A row broke out last night after a survey showed that the majority of people living in the north and north-east of Scotland support wind power.
The industry claimed the results shot down the “vocal minority” of objectors who claim that most Scots are opposed to giant turbines dotting the countryside.
But anti-windfarm campaigners said the findings had to be “taken with a bucket of salt” as they did not separate those who are “adversely affected”, mainly people living in rural areas and communities targeted by wind developers.
The online survey carried out by YouGov found that seven in 10 (71%) of Scottish adults supported the continued development of wind power as part of the energy mix, up seven points on 2013.

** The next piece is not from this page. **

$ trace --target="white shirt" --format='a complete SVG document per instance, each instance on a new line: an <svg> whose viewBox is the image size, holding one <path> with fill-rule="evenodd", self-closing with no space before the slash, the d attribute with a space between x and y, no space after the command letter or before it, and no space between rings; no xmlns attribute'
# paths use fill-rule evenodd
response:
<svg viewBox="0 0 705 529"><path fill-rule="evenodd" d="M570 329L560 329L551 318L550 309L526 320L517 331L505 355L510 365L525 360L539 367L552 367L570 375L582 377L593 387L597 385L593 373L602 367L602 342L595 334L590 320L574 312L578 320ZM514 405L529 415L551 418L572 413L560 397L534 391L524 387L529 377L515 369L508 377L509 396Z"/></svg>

Support in north-east Scotland stood at 73%, the same as two years ago. In the Highlands and Islands 66% voiced their approval, up eight points on 2013.
The poll of 1,008 people over two days in February was carried out for the green industry body, Scottish Renewables.
Joss Blamire, senior policy manager at Scottish Renewables, said: “These poll results highlight once again that not only do the vast majority of Scots support wind power, but the number who do is actually increasing.
“In the Highlands and Islands the number of people backing the wind energy sector has risen by eight percentage points to 66% since 2013, while in the north-east it has remained static at 73%, two points higher than the national average.
“The capacity of Scotland’s onshore wind sector has actually risen by a fifth in the same period, and these figures demonstrate that while a vocal minority of objectors claim Scots don’t like wind power, it seems the opposite is actually true.”
Highland anti-windfarm campaigner Lyndsey Ward, of Kiltarlity, accused Scottish Renewables of “desperately trying to prop up an increasingly unpopular industry against a tsunami of negative press from engineers, economists and health experts”.
“These results should be taken with a giant bucket of salt,” she said.
“The opinions which really matter on this are those of the rural people who are adversely affected. They are the people who’s lives are threatened and who have taken the time to research the efficiency and economic viability of wind.”
Linda Holt, of Scotland Against Spin, said: “How does Scottish Renewables explain the fact that almost no turbine or windfarm application in Scotland commands majority support in the local communities which are supposed to benefit from it?”